Yeah. That one worked wonders.
But even the most well-meaning program can’t fight the cultural messages being sent every day.
Perfect example: Last week, USA Today ran a fawning article about the newest celebrity couples, called “Hollywood’s Hooking Up.” It featured a half-dozen beautiful pairings — none of them married.
On Colin Farrell and Angelina Jolie, it wrote: “The randy Dubliner has a son, 4-month-old James, with model Kim Bordenave. Jolie and then-hubby Billy Bob Thornton adopted Maddox, 2, in 2001, then split.”
Nothing critical. Nothing harsh. These two beautiful people were not taken to task for turning their backs on infants in favor of turning their lips to one another. On the contrary: They were celebrated as a new, hot couple.
It is that way across America. Athletes, super-models, TV stars can talk about how excited they are to be having a baby with one person while clubbing with a new squeeze.
And you know how it works: If the cool people can do it, why can’t we?
Try fighting that with a pamphlet.
Fighting for votes
Check your history. Why is it that when marriage was its strongest, the government didn’t have silly programs to teach it? I’ll tell you why.
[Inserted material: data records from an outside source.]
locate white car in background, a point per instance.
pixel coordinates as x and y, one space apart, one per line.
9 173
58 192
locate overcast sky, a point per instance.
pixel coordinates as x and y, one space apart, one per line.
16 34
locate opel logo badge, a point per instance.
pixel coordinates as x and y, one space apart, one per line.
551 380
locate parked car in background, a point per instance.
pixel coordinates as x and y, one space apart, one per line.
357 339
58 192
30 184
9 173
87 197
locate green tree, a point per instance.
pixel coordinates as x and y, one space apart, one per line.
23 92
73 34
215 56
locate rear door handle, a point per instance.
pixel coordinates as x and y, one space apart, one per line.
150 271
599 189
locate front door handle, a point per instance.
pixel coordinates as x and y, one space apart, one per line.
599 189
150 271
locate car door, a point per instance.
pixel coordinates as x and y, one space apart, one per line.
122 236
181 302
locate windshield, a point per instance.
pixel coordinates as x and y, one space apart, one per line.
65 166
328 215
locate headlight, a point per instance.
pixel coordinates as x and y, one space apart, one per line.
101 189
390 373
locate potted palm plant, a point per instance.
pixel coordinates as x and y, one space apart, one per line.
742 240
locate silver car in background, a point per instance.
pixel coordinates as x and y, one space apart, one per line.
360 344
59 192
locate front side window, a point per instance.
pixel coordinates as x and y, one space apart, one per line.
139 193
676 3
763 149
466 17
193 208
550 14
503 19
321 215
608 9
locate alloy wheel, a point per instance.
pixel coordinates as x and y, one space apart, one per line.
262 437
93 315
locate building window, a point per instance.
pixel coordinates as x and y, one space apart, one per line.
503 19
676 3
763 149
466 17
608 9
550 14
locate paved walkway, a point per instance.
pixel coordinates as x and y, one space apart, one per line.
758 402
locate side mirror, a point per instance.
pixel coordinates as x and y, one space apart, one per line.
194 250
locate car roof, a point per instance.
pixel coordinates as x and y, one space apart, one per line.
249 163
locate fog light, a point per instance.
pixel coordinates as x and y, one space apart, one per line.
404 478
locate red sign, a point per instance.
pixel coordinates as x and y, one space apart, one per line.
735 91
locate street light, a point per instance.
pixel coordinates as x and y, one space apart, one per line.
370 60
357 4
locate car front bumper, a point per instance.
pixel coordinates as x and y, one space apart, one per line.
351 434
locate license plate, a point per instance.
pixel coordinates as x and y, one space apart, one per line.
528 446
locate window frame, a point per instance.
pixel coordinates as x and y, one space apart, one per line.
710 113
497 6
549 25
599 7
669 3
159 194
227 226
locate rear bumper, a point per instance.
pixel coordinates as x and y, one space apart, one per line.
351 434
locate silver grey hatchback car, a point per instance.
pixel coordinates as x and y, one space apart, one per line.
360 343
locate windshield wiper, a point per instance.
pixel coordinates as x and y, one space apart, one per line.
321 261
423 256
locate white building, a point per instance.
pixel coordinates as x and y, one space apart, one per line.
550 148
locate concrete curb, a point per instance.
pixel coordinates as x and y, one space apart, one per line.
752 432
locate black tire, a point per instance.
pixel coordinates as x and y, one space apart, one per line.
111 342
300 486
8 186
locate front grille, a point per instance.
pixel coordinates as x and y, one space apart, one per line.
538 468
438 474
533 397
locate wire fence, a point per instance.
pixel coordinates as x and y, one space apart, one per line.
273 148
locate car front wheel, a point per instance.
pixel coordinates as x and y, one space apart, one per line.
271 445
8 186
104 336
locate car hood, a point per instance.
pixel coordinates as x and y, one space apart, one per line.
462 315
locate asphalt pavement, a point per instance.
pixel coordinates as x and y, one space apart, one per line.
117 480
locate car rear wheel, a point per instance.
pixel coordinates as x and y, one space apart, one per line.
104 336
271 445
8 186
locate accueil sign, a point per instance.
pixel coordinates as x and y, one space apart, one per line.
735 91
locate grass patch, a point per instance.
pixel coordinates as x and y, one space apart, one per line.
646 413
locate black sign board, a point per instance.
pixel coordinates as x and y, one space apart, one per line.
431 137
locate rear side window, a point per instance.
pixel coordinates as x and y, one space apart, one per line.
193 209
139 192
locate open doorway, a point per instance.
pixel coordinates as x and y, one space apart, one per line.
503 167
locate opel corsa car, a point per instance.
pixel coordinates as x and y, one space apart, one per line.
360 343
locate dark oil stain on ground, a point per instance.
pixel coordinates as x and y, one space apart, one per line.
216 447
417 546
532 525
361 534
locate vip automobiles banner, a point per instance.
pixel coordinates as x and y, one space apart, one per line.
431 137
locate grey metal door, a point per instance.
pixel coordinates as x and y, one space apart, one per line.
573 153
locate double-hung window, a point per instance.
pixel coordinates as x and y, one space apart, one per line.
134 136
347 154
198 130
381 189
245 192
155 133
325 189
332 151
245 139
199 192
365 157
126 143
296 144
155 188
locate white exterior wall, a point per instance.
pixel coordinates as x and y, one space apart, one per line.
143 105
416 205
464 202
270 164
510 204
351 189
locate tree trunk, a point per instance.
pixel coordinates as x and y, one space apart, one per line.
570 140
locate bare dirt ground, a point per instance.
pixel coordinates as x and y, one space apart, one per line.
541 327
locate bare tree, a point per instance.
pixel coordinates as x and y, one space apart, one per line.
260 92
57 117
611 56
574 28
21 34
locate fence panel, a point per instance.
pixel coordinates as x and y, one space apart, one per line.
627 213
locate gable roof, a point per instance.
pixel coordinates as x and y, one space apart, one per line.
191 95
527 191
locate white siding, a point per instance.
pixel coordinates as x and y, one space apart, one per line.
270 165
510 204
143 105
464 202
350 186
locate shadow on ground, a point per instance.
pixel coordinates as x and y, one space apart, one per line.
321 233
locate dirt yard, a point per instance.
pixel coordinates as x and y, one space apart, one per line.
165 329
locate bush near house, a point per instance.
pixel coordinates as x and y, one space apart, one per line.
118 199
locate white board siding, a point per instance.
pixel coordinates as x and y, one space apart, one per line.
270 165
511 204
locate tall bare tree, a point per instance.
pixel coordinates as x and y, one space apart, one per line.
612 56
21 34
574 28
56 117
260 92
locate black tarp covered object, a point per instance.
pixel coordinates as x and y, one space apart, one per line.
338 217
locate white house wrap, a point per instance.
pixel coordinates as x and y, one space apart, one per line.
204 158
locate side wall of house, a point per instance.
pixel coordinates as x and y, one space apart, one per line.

Because parents did it. Grandparents did it. Husbands and wives did it by staying together. They set — here’s a forgotten word — an example.
Until and unless that happens in families, no amount of government suggestion will lead to it.
So why is the Bush administration — Republicans who traditionally stood for fiscal prudence — willing to throw $1.5 billion into the air?
To get re-elected. Bush’s tea-leaf reader, Karl Rove, feels he must have the arch conservative base this November in order to ensure his man a victory. Those folks love “traditional values.” So our tax money gets wrapped in a fuzzy ball and thrown at the altar of zealous lobbying groups that, ironically, don’t care as much about pushing marriage as they do making sure it stays heterosexual.
Won’t work. Can’t work. But hey, how can you fault a president in favor of weddings? Next we can spend $1.5 billion to promote apple pie.
The Bush administration should harken to a couple of rules that truly do make a good marriage: First, always tell the truth. And second, don’t throw your money away.